Regarding short stories, Simons said that anthologies were a great place to start. The major companies don’t need to have their characters fixed. While he was editing for Marvel, he didn’t need for an unknown writer to ‘fix’ Captain America. Rather, he would receive already published work from creators – he cited Matt Fraction as an example – and follow up on the people he knew could already get a project out there. “Publish or perish”. Editors don’t have much time, and it’s easier to read a completed work than a script.
All three editors advised against pitching at conventions. Rather, they recommended that creators use conventions as a way to network – to find and meet other writers or artists who might collaborate with you. Ryall said that a convention was a good chance to take an overview of a company, and evaluate which publishers would be the best fit for your specific work.
Another result of networking at a convention is that you can take the time to prepare your work once you’ve met somebody who might be interested in it. Simons said that Clay Mann used to draw on all the art packages he sent to Marvel – which drew attention. Specificity was also encouraged. Editors in chief have very little time, and won’t be able to look at a range of work from different genres. By establishing which specific editors handle material like yours, you can focus in your pitching. Simons added that spamming – especially to a company like Valiant, where people are all in the same offices – doesn’t get you anywhere. If seventeen identical packages arrive, each of the seventeen editors will just assume that one of their colleagues will get to that pitch instead.
Scalera asked the editors about those who are asked to pitch – what are some of the bad practises that the editors have seen?
Allie said that one thing he had seen recently which he found distasteful was the number of writers who badmouthed their previous collaborators in pitches.
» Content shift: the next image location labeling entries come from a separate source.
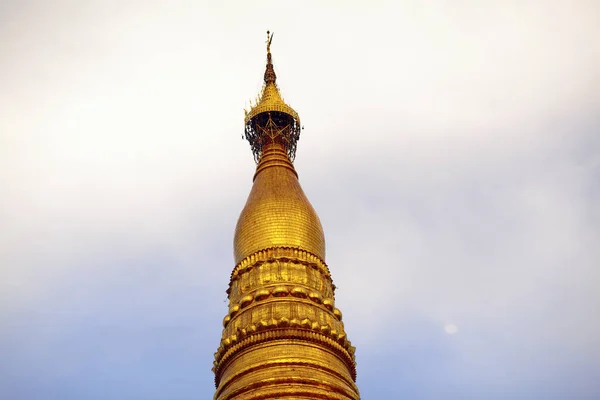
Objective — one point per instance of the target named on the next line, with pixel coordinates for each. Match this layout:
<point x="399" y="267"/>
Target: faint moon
<point x="451" y="329"/>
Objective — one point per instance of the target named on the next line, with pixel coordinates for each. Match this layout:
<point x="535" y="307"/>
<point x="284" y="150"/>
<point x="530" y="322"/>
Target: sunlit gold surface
<point x="283" y="336"/>
<point x="277" y="212"/>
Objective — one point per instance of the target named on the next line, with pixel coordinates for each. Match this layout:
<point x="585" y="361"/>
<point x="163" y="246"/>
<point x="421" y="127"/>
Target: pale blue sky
<point x="451" y="149"/>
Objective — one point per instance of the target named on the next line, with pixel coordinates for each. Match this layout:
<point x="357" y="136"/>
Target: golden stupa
<point x="283" y="337"/>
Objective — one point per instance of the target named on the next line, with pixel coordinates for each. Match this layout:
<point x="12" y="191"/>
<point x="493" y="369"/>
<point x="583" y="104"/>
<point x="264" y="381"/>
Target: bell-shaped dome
<point x="277" y="212"/>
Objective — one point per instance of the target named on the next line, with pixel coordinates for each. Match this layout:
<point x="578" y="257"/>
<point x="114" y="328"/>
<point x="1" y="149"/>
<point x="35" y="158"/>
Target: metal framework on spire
<point x="271" y="119"/>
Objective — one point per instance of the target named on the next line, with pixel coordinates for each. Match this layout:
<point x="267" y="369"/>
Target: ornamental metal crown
<point x="271" y="119"/>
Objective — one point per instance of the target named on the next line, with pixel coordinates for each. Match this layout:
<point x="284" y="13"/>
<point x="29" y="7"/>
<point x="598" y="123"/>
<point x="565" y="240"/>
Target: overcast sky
<point x="451" y="149"/>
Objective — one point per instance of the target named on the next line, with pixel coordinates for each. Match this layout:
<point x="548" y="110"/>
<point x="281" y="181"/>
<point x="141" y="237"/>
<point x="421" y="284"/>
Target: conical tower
<point x="283" y="337"/>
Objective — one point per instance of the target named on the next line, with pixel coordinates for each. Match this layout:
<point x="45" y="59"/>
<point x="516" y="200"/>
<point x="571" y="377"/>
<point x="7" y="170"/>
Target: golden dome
<point x="277" y="212"/>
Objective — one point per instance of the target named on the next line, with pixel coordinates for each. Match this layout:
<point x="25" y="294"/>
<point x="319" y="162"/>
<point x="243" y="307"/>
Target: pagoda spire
<point x="270" y="76"/>
<point x="283" y="336"/>
<point x="271" y="119"/>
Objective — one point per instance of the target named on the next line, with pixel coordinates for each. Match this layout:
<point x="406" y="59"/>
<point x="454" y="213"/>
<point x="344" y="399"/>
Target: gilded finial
<point x="270" y="76"/>
<point x="270" y="119"/>
<point x="269" y="39"/>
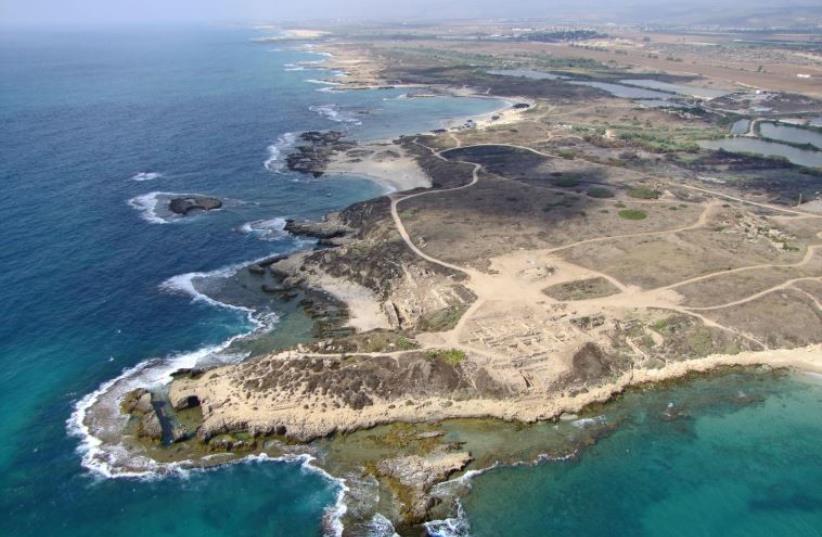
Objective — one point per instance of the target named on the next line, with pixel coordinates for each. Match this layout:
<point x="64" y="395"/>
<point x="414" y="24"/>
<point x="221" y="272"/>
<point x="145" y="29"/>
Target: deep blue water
<point x="83" y="112"/>
<point x="742" y="458"/>
<point x="81" y="299"/>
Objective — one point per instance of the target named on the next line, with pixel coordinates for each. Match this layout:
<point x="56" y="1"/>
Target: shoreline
<point x="384" y="174"/>
<point x="227" y="411"/>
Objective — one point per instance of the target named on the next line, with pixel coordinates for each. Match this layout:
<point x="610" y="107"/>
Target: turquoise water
<point x="85" y="294"/>
<point x="92" y="123"/>
<point x="740" y="457"/>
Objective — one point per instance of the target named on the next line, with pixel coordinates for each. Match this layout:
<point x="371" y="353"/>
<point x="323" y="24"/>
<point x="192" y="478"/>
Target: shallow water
<point x="681" y="89"/>
<point x="727" y="466"/>
<point x="625" y="92"/>
<point x="789" y="133"/>
<point x="741" y="126"/>
<point x="802" y="157"/>
<point x="92" y="284"/>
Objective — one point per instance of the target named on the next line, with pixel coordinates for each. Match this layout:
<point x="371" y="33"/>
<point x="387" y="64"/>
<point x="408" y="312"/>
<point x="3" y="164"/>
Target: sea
<point x="100" y="125"/>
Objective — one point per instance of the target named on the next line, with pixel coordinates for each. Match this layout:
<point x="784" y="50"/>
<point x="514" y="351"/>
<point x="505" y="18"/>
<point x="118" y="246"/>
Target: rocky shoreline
<point x="184" y="205"/>
<point x="314" y="153"/>
<point x="381" y="381"/>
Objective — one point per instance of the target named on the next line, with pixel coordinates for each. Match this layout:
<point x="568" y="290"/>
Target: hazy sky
<point x="95" y="11"/>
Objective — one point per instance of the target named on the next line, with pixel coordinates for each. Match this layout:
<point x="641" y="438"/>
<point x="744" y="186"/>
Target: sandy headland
<point x="518" y="269"/>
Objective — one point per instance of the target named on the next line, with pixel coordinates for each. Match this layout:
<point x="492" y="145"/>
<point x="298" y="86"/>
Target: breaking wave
<point x="276" y="151"/>
<point x="332" y="112"/>
<point x="268" y="230"/>
<point x="146" y="176"/>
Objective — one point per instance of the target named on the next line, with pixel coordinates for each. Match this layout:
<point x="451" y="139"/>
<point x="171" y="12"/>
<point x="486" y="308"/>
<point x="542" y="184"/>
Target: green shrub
<point x="643" y="192"/>
<point x="451" y="357"/>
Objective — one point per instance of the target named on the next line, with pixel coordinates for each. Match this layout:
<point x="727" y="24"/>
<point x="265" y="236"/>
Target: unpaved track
<point x="507" y="287"/>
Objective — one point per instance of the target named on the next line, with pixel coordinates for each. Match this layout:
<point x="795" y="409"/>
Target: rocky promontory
<point x="313" y="155"/>
<point x="183" y="205"/>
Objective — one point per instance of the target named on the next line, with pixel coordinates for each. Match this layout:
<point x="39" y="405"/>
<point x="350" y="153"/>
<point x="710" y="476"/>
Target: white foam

If somebody is dismissing the work of people they worked with before, why should Allie believe that they won’t do the same of him? He said he’d turned down several pitches from good writers because of this.
Simons said that creators should show how agreeable and easy to work with they are. Be polite and accept criticism. The editors also agreed that productivity was important. If you come in with an art portfolio one year but don’t get hired, make sure you’ve done more work in the intervening year before you return. Don’t just have the same pages, redrawn or untouched. Allie advised artists to keep their newest stuff in the front of their portfolio, to show what your current work is like.
Be objective with your own work, and show it to other artists to get their opinion. Editors understand that artists should be improving over time.
Simons added that companies can schedule around slow artists – just so long as they know the artists will hit a deadline. If an artist takes two months to draw one issue, that’s fine – if there’s no knowing how long they’ll take to finish, then the company are in trouble.
Aspiring editors were given one piece of advice… run!
Ryall said editors should network with both writers and artists, offering themselves as proofreaders and editors to people. Allie said that he made comics and magazines back at college, and then took those publications to literary agencies, as proof he could get work done. He moved to self-publishing, and then got those comics into the hands of the people at Dark Horse. He recommended for aspiring freelance editors to ask companies about sending resumes, and to do so via email.
The panellists were asked about what happens when a deadline is missed, and Scalera mentioned the ripple effect this can cause. Simons spoke on the traditional idea of inventory issues – one-off issues which could be placed anywhere within a run, and were used when companies fell behind a deadline. Nowadays companies have replaced inventory issues with things like #0 issues of annuals, allowing the editors more breathing space should anything happen.
Ryall said that the importance of deadlines can vary somewhat. On a series like Transformers where there’s a standard style for the different characters, different artists can come on for various issues. However, he point-blank refused for anyone other than Gabriel Rodriguez to draw Locke & Key – he felt that he ‘needed’ Rodriguez on every single issue of that series, as he was an important and idiosyncratic part of the story.
If a ship does ship late, Allie noted, then there’s an immediate effect for the retailers, who will start ordering fewer issues of a series. Ryall said it was important for retailers to have faith in companies like IDW, as they offer something different for readers. In a market so dominated by superheroes, it was vital that companies keep the eye of readers and retailers. If they drop the ball for a moment, people will spring back to their default setting – superheroes.